Clocks: Time and its importance is emphasized in Invaders from Mars as it either seems to be running out or as in a dream it has elasticity as it not only advances implacably forward toward ultimate disaster, but also seems to almost stop and move backward. There are images of time-pieces that are focussed on in the film, from the clock in David’s bedroom to the lone clock on the police station wall.


Stock Footage & Shot Repetition


Well, if you have only so much to spend and you want lots of big stuff to be happening, what are going to do? So, in Invaders from Mars, we have;

Footage from WW2 training films to show lots of hardware and tanks supposedly taking up position around the Pit.

Repeated sock footage, sequences, camera angles and camera shots. One result of this kind of repetition is that we are supposed to believe that there are numerous “mu-tant” Martian slaves and can-do GI Joe soldiers battling it out in the Martian tunnel.


Special effects


The bubbling, melting walls of the underground tunnels caused by the Martian heat-ray was an effect created by shooting a large tub of boiling oatmeal from above. This breakfast cuisine was colored red using food coloring and lit with red lighting.

Apparently more than 3,000 latex condoms were inflated and stuck on to portions of the tunnel set's walls to create the cooled, bubbled-up effect on these blasted out sections of the tunnel walls. Can you imagine the fits of laughter while completing such a project and being lubricated with a few beers! So who’da thunked it? Condoms are not just great water balloons!


Music


The eerie vocal effect of the chorus seems to be almost in stark contrast to our notions of the 'heavenly chorus' of angels. It feels disturbingly discordant to our ears and adds to the “surreal” quality of David’s dream world. We know instinctively that nothing good is being indicated by it.


Open-Ended Ending


A large explosion together with lightning and a clap of thunder, rips both David and the viewer back to what seems to be reality. David runs from his bed into his parents’ bedroom where they reassure him he was just having a bad dream. David returns to bed, but with the noise of more wind and loud thunder he climbs out of bed again and goes to his window. And what does he see? The flying saucer of his dream slowly descending into the sandpit!

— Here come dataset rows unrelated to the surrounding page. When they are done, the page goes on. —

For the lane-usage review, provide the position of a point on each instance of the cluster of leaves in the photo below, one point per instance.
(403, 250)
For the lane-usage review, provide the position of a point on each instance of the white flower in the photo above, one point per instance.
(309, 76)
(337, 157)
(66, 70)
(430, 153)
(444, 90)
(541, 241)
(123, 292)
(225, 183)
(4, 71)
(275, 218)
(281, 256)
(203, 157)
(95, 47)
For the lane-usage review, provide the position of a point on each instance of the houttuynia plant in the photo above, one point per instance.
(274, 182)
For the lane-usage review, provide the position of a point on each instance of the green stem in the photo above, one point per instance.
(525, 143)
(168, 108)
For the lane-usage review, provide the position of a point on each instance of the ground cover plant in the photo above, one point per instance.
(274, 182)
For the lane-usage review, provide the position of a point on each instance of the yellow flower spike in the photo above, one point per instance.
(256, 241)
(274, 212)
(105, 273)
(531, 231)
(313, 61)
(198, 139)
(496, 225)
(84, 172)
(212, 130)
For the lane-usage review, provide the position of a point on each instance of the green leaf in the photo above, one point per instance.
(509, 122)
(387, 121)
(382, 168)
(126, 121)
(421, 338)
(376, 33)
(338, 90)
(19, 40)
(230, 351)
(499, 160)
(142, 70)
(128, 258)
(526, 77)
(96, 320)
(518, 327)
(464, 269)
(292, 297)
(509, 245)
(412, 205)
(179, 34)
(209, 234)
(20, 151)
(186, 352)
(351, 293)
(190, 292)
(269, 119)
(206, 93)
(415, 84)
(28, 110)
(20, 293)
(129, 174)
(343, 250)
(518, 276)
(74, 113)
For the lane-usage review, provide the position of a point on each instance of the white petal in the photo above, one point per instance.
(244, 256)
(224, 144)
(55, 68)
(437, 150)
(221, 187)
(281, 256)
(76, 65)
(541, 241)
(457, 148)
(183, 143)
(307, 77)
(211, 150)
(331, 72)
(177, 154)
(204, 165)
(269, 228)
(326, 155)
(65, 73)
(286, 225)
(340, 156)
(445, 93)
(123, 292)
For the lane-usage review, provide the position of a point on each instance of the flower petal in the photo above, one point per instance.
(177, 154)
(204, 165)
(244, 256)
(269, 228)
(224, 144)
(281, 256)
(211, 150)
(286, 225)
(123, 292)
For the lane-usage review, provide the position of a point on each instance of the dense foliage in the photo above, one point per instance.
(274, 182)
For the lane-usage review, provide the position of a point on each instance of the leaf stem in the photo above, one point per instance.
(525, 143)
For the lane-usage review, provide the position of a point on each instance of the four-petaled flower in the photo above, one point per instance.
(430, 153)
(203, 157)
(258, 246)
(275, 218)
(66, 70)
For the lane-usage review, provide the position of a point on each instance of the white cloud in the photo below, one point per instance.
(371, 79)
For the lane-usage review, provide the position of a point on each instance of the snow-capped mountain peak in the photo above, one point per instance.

With the image of David’s face dissolving to the "The End" title card, we are left wondering: Is young David still asleep, trapped in some kind of recurring loop of a nightmare? Or perhaps his dream is a premonition of things to come? Or maybe it was all just a dream? 


WHAT DO YOU THINK???





©Chris Christopoulos 2013

1 comment:

  1. I saw this on our b&w tv in 1963 or thereabouts. I was so scar3d it made me sick and I spent the night in my parents bed. I now remember the movie fondly and saw it again in the ‘90s I guess, might have got a VHS from Planet Video, forget. Then it about boring a control chip into the back of the head: one day we’ll all have them!